We would have done better listening to Grandma’s weather predictions than the local meteorologists forecast. Do you remember your grandmother, or other older relative who may have suffered with spinal stenosis, say that her chronic back pain was flaring up because the rain was coming?
Believe it or not these were neither the ramblings of a delirious person in pain nor supernatural projections, but rather conceivably accurate forecasts originating from sound science. According to medical experts, people with arthritis and chronic joint pain will experience more symptoms with barometric weather changes.
According to the American Academy of Orthopaedic Surgeons, spinal stenosis is most commonly due to arthritis, and tends to develop in people 60 years of age and older. As the adult body experiences natural aging changes, the spinal discs lose their cushioning moisture, placing more pressure on bones and joints. This can lead to bone growth, narrowing the spaces through which nerves can pass, in turn causing nerve inflammation and pain.
So how does barometric change, which precedes nasty weather, affect the inner workings of a body afflicted with a chronic pain condition like spinal stenosis? According to an article featured on WebMD, atmospheric pressure keeps tissues, which surround already-inflamed joints, from swelling.

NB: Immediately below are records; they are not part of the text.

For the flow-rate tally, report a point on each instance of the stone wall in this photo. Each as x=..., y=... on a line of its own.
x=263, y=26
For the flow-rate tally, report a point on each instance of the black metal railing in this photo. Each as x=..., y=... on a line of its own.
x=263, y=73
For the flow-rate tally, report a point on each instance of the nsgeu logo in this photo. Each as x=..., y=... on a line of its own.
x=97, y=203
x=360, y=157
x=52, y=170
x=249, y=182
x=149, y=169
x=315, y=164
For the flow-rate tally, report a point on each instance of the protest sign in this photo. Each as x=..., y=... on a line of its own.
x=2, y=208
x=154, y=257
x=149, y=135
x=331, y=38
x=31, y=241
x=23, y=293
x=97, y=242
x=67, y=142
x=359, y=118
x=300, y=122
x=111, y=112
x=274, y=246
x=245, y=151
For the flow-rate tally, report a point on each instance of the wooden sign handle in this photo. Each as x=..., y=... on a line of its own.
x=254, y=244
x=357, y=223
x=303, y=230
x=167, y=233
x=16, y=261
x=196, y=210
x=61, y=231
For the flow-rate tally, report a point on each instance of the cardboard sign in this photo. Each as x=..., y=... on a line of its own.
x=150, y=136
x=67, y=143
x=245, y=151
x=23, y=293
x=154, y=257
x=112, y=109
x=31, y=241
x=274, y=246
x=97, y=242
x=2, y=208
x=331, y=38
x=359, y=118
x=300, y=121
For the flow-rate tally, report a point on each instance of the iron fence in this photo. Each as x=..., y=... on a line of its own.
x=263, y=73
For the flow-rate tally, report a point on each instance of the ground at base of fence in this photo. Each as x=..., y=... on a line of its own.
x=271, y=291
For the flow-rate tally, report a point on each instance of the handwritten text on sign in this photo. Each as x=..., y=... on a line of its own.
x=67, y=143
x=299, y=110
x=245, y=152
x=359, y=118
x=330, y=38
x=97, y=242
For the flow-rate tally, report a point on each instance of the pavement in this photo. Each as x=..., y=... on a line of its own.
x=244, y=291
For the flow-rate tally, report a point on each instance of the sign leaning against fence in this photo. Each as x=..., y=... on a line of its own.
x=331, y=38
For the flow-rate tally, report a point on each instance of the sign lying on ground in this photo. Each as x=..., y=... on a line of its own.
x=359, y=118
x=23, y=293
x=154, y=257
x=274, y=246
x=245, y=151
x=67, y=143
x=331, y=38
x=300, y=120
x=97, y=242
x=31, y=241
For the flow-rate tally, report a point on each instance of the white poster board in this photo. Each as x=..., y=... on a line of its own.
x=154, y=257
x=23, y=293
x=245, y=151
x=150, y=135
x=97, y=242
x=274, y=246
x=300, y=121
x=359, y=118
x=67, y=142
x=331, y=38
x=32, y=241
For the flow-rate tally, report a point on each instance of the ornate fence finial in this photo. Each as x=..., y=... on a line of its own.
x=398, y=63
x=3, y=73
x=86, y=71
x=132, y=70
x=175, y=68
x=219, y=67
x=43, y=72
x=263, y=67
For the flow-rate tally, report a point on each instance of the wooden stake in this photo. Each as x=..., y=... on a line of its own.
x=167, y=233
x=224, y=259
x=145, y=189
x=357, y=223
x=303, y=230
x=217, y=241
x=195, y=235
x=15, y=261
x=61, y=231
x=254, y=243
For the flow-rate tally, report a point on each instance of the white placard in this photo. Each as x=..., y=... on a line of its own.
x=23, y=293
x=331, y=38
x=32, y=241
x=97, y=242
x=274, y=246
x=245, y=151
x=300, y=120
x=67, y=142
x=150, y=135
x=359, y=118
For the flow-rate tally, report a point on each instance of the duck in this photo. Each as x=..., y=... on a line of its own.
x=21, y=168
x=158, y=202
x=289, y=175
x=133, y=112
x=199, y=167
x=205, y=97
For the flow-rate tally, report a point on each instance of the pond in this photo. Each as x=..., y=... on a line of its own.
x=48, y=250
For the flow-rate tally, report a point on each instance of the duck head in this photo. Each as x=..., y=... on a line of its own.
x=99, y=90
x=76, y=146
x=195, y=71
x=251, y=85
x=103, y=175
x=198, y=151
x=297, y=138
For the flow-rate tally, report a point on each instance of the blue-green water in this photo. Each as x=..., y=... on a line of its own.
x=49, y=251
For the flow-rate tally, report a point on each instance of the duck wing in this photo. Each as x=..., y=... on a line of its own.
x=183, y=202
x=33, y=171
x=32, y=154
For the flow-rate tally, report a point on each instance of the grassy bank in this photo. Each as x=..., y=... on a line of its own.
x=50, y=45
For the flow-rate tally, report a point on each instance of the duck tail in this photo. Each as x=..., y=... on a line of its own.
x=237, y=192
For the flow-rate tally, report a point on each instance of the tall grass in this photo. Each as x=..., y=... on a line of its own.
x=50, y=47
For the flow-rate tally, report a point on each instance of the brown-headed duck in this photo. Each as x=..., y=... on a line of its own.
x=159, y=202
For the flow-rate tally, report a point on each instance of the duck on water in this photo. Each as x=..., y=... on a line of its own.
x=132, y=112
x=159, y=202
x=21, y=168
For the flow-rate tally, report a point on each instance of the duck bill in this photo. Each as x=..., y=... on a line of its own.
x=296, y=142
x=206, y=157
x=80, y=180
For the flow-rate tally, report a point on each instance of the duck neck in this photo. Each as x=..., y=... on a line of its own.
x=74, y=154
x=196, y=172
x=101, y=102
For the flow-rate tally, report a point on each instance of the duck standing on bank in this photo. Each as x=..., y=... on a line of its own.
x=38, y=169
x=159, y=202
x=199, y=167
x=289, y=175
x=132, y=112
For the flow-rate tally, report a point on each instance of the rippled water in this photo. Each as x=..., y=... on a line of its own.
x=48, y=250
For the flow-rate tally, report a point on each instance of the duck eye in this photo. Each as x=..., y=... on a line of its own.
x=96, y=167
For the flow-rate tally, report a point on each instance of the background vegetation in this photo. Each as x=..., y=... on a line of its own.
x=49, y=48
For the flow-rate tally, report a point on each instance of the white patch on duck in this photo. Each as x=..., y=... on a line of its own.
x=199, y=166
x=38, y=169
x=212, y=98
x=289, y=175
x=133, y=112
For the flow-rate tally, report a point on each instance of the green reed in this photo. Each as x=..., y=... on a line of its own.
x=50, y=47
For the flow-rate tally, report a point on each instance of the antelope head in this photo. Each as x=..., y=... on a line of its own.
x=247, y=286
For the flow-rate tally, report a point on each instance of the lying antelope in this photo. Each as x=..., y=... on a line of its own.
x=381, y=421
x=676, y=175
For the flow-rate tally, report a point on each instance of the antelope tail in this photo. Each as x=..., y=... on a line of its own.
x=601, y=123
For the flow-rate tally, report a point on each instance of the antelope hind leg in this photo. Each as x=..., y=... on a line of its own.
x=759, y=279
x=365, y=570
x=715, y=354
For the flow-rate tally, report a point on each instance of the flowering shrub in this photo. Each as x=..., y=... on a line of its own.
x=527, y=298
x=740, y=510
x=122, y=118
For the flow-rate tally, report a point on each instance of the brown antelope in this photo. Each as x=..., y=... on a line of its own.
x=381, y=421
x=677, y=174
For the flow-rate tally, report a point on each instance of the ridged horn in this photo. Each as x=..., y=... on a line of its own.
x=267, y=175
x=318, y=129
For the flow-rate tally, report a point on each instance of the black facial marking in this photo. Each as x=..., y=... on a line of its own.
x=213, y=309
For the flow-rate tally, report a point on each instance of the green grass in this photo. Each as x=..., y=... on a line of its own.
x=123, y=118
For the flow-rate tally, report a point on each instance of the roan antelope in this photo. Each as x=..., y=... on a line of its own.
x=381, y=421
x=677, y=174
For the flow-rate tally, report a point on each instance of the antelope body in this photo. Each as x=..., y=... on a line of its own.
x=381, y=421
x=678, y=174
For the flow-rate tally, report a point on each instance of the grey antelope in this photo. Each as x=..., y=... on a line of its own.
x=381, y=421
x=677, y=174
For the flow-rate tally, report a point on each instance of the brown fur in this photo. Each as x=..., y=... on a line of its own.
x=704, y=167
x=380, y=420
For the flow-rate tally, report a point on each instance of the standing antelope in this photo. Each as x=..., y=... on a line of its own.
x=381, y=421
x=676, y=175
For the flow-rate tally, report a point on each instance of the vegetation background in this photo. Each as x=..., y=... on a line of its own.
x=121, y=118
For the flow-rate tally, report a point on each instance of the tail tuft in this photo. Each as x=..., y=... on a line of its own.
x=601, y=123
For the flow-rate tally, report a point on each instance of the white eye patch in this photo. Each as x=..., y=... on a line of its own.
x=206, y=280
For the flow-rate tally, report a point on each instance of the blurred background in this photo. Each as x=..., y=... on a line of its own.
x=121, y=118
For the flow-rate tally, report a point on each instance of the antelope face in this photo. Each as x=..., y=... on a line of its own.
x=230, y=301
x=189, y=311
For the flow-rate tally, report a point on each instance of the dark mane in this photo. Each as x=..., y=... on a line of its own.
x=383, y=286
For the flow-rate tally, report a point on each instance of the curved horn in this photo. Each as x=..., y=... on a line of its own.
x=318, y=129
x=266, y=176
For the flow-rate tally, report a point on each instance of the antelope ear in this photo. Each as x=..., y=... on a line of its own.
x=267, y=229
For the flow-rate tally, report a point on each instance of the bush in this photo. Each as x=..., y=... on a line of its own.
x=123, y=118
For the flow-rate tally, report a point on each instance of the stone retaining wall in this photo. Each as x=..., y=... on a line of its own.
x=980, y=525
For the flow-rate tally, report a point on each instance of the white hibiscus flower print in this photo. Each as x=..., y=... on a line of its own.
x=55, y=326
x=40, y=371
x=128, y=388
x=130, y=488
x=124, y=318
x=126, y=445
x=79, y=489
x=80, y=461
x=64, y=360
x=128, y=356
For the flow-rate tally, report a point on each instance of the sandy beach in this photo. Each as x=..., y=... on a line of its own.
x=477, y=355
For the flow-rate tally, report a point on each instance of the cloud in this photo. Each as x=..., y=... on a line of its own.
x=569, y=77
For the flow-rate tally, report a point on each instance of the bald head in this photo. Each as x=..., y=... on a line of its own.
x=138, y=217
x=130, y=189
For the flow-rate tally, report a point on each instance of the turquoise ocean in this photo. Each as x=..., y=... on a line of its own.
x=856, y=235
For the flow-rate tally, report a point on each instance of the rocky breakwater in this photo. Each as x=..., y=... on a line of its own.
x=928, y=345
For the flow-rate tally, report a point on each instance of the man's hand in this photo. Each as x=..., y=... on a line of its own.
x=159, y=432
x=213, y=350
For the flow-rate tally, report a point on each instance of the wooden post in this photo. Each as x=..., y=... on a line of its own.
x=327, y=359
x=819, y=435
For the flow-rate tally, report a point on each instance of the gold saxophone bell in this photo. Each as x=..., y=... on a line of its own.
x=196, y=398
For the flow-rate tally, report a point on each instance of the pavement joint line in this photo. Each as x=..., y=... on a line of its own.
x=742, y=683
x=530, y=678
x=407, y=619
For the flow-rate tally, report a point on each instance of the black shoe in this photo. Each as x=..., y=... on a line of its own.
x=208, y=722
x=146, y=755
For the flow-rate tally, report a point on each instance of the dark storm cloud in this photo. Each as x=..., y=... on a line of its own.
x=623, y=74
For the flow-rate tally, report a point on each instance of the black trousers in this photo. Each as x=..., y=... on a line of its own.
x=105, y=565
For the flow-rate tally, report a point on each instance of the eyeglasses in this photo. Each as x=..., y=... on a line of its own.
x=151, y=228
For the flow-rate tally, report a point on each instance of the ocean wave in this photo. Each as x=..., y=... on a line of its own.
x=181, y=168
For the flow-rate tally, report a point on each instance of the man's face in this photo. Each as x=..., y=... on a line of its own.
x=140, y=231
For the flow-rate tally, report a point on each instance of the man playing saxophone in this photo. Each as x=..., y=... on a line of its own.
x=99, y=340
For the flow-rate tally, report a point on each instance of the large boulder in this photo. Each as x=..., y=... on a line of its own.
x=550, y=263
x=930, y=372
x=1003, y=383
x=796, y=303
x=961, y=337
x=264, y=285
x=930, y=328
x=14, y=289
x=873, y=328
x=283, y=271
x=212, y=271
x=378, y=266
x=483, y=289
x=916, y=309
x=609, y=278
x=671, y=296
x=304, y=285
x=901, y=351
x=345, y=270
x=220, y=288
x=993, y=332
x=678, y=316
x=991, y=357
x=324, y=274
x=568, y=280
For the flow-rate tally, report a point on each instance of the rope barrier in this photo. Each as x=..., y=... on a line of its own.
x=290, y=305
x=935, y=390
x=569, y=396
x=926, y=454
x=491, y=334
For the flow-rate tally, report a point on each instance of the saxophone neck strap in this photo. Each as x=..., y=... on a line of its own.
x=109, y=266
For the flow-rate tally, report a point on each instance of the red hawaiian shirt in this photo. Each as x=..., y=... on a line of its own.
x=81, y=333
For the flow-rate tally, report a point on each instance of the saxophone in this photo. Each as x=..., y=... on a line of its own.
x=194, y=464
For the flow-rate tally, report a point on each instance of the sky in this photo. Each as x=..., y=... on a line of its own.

Before it rains, barometric pressure falls, and these tissues expand. When they press against (already) sensitive nerves, chronic back pain is triggered. According to a rheumatology expert interviewed in the article about this pain phenomenon, “It’s not metaphysical; it’s actually physical. It’s the same kind of thing that you have with people who go up in a plane or (astronauts).” He goes on to mention ankle swelling that many of us get during air travel, as an example of this phenomenon.
It’s up to you whether you want to rely on your flaring chronic back pain to decide whether to grab an umbrella as you head out the door. However, if you struggle with symptoms of spinal stenosis, and ever wondered whether your pre-rainstorm pain was a coincidence, you now have a possible explanation for what is happening. This information, along with the realization that these showers will usher in May’s flowers, should be a little uplifting.